La bufanda ya no le cubría a causa del terrible viento que le empujaba hacia adelante. Iba de la mano de su mamá e intentaba pisar solo lo blanco del paso de peatones mientras se regodeaba imaginándose bailando aquella canción de dinosaurios que tantas veces había escuchado en la tele. En su mano izquierda arrastraba a Puli, el oso destrozado que le acompañaba, incluso en la bañera, desde que tenía uso de razón.
Se sentía protegido.
A lo lejos apareció ella con su increíble melena y esos bonitos hoyuelos que aunque aún no se veían, ya se podían intuir. También iba acompañada de su mamá, aunque sin muñeco.
La distancia entre ambas parejas se iba reduciendo y el sudor por planear qué hacer le abarrotaba ya toda su frente.
Su brazo derecho comenzaba a temblar intentando soltarse de su progenitora, sin éxito. El izquierdo lo dejó inmóvil, pretendiendo parecer que solo llevaba a Puli para transportarlo.
La distancia ya era mínima y los nervios estaban en el punto más álgido que en su corta vida recordaba.
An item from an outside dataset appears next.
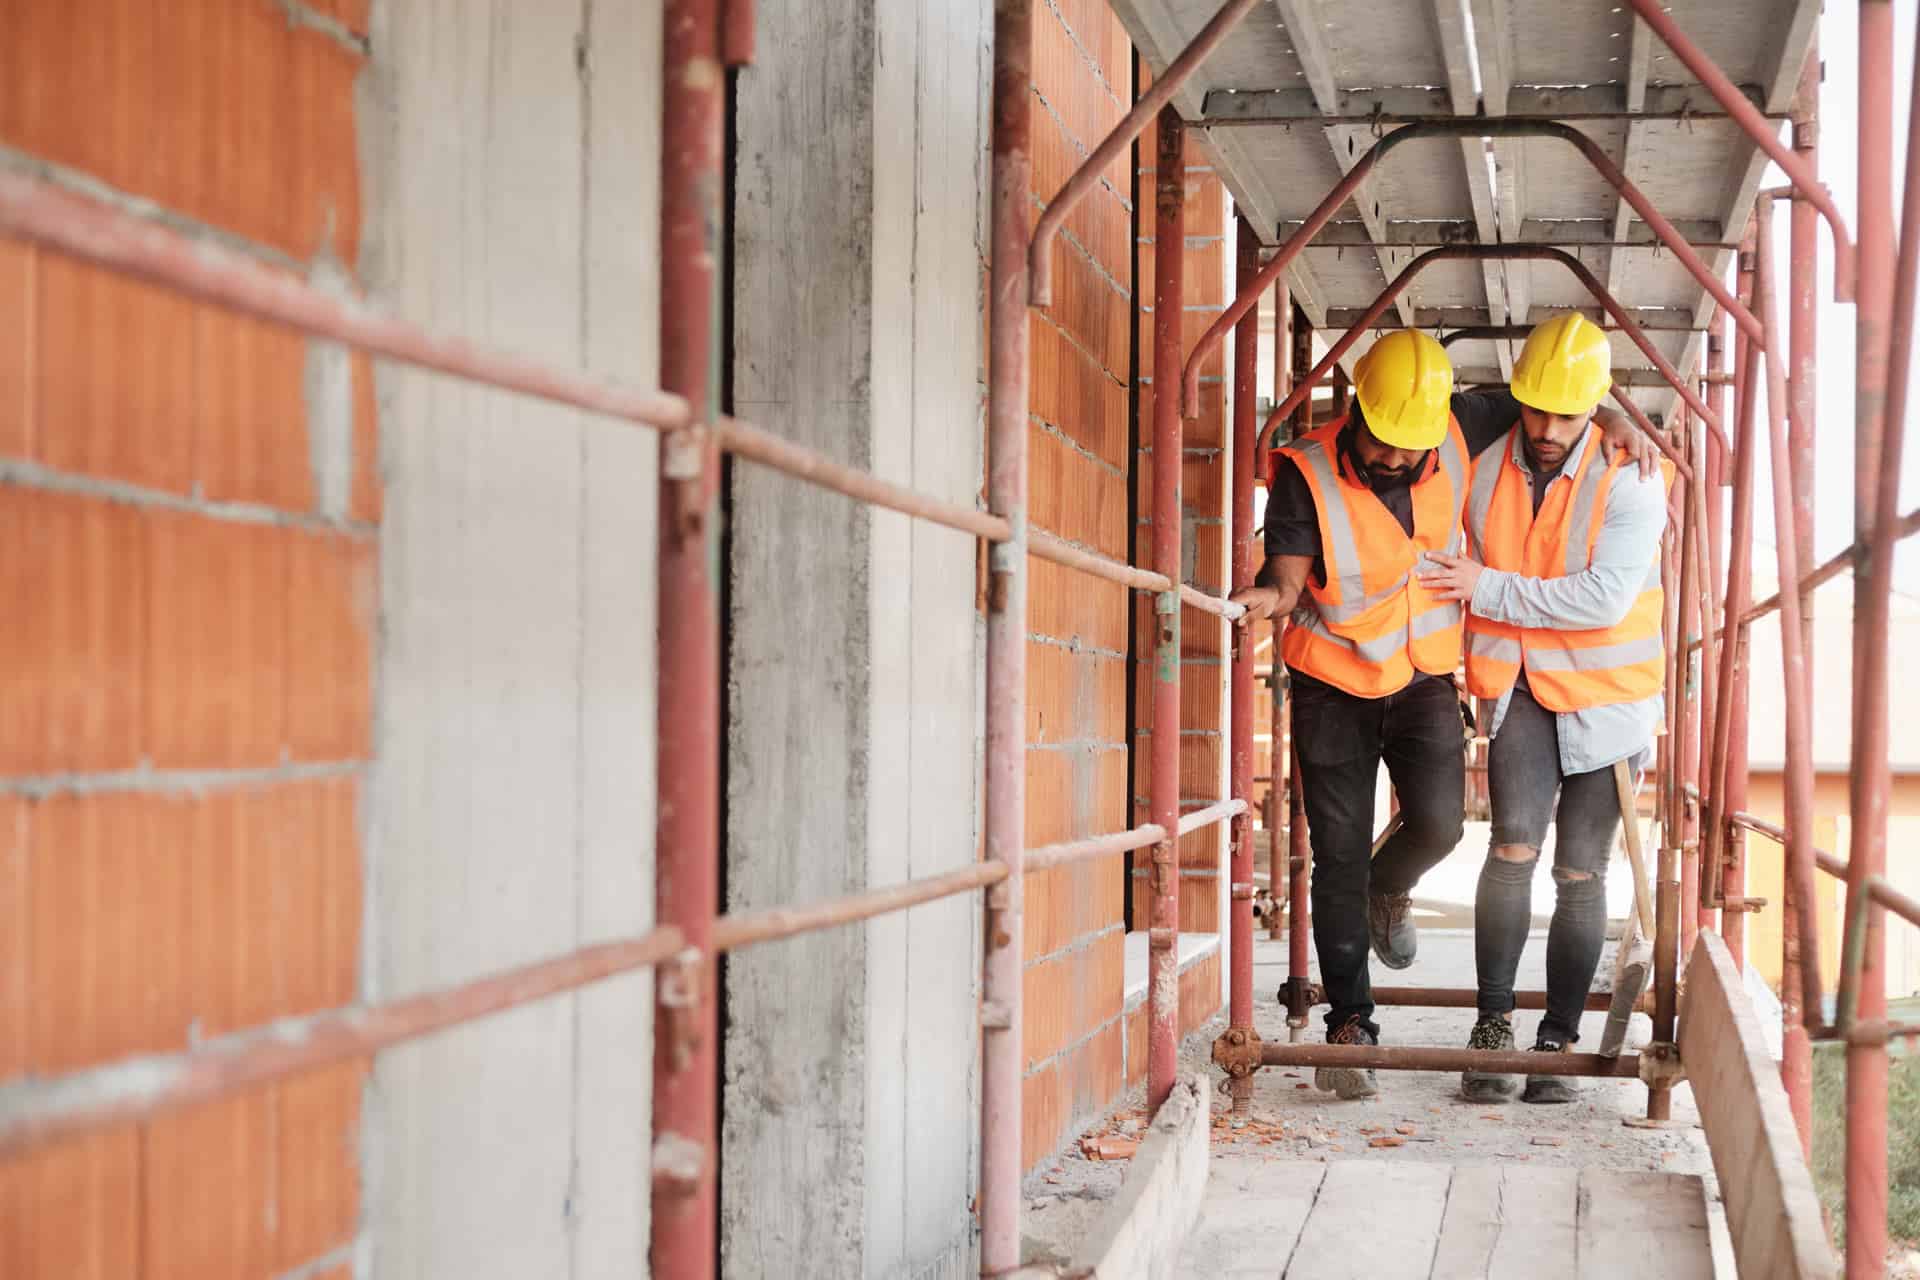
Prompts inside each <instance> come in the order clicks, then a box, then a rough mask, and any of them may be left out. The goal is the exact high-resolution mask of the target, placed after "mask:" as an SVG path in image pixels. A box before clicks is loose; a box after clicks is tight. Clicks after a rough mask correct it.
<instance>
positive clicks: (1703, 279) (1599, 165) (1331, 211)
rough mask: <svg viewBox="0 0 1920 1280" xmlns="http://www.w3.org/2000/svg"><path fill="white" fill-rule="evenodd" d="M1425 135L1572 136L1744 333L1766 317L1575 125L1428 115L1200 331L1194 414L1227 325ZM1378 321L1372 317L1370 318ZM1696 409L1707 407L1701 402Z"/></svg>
mask: <svg viewBox="0 0 1920 1280" xmlns="http://www.w3.org/2000/svg"><path fill="white" fill-rule="evenodd" d="M1419 138H1559V140H1561V142H1567V144H1569V146H1572V148H1574V150H1576V152H1580V155H1584V157H1586V163H1588V165H1592V169H1594V171H1596V173H1597V175H1599V177H1601V178H1603V180H1605V182H1607V186H1611V188H1613V190H1617V192H1619V194H1620V198H1622V200H1624V201H1626V203H1628V205H1632V209H1634V211H1636V213H1638V215H1640V217H1642V219H1644V221H1645V223H1647V226H1649V228H1651V230H1653V234H1655V236H1659V240H1661V244H1665V246H1667V248H1668V249H1670V251H1672V255H1674V257H1676V259H1678V261H1680V265H1682V267H1686V269H1688V274H1692V276H1693V278H1695V280H1697V282H1699V284H1701V288H1705V290H1707V292H1709V294H1711V296H1713V299H1715V301H1718V303H1720V307H1722V309H1726V311H1728V313H1730V315H1732V317H1734V320H1736V322H1738V324H1740V326H1741V332H1749V334H1759V322H1757V320H1755V319H1753V315H1751V313H1749V311H1747V309H1745V307H1743V305H1741V303H1740V301H1738V299H1736V297H1734V296H1732V294H1728V292H1726V284H1722V282H1720V278H1718V276H1716V274H1715V271H1713V267H1709V265H1707V259H1703V257H1701V255H1699V251H1695V249H1693V246H1692V244H1688V240H1686V236H1682V234H1680V230H1678V228H1676V226H1674V225H1672V223H1668V221H1667V215H1663V213H1661V211H1659V209H1657V207H1655V205H1653V201H1651V200H1647V198H1645V194H1642V190H1640V188H1638V186H1634V184H1632V182H1630V180H1628V177H1626V175H1624V173H1620V167H1619V165H1615V163H1613V159H1611V157H1609V155H1607V152H1605V150H1603V148H1601V146H1599V144H1597V142H1594V140H1592V138H1588V136H1586V134H1584V132H1580V130H1578V129H1574V127H1572V125H1561V123H1557V121H1501V119H1486V117H1475V119H1463V121H1423V123H1419V125H1407V127H1405V129H1396V130H1394V132H1390V134H1386V136H1384V138H1380V140H1379V142H1375V144H1373V146H1371V148H1367V154H1365V155H1361V157H1359V159H1357V161H1356V163H1354V167H1352V169H1348V171H1346V177H1342V178H1340V180H1338V182H1334V186H1332V190H1329V192H1327V196H1325V198H1323V200H1321V201H1319V205H1315V207H1313V213H1309V215H1308V217H1306V221H1304V223H1300V226H1298V228H1294V234H1290V236H1288V238H1286V242H1284V244H1283V246H1281V248H1279V249H1277V251H1275V255H1273V257H1271V259H1269V261H1267V265H1265V267H1261V269H1260V274H1256V276H1254V278H1252V280H1250V282H1248V284H1246V286H1244V288H1242V290H1240V292H1238V294H1236V296H1235V299H1233V303H1231V305H1229V307H1227V311H1223V313H1221V315H1219V319H1215V320H1213V324H1210V326H1208V330H1206V332H1204V334H1200V342H1196V344H1194V349H1192V353H1188V357H1187V367H1185V376H1183V382H1181V386H1183V399H1185V405H1187V416H1188V418H1192V416H1198V415H1200V367H1202V365H1204V363H1206V361H1208V359H1210V357H1212V355H1213V351H1215V349H1217V347H1219V344H1221V342H1225V338H1227V332H1229V330H1231V328H1233V326H1235V324H1238V322H1240V317H1242V315H1246V311H1250V309H1252V307H1254V303H1258V301H1260V294H1261V292H1265V288H1267V286H1269V284H1273V282H1275V280H1279V278H1281V273H1284V271H1286V269H1288V267H1290V265H1292V261H1294V259H1296V257H1298V255H1300V251H1302V249H1304V248H1306V246H1308V242H1311V240H1313V236H1317V234H1319V230H1321V228H1323V226H1325V225H1327V223H1329V221H1332V215H1334V213H1338V211H1340V205H1344V203H1346V201H1348V198H1350V196H1352V194H1354V192H1356V190H1359V184H1361V182H1365V178H1367V175H1371V173H1373V167H1375V165H1379V163H1380V161H1382V159H1384V157H1386V154H1388V152H1392V150H1394V148H1396V146H1402V144H1405V142H1413V140H1419ZM1459 248H1526V246H1459ZM1534 248H1538V246H1534ZM1607 311H1609V315H1613V319H1615V322H1617V324H1620V328H1624V330H1628V332H1632V334H1636V342H1640V338H1638V334H1640V326H1638V324H1634V322H1632V320H1630V319H1628V317H1626V315H1624V313H1622V311H1619V309H1615V307H1607ZM1371 322H1373V320H1367V324H1371ZM1645 349H1647V347H1645V345H1644V344H1642V351H1645ZM1655 365H1661V361H1659V359H1655ZM1663 372H1667V370H1663ZM1670 380H1672V376H1668V382H1670ZM1695 413H1701V411H1699V409H1695ZM1715 430H1718V424H1715Z"/></svg>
Consiguió zafarse del brazo agarrado y dejó caer al oso para saludarla con voz ronca y como hacía cada mañana cuando se veían en el colegio. El viento hizo una pausa y bastó un simple hola que fue respondido de igual manera.
La madre lo miró sonriendo una vez pasado el momento, recogió a Puli del suelo y lo guardó en su bolso decidiendo que por esta vez podría cruzar la calle sin agarrarlo.
Liberados los nervios y las manos, anduvo sonrojado por la situación y pensando si ella se habría dado cuenta de todo. Se encontraba tan absorto que pasó sin percatarse si pisaba sobre blanco, o sobre negro.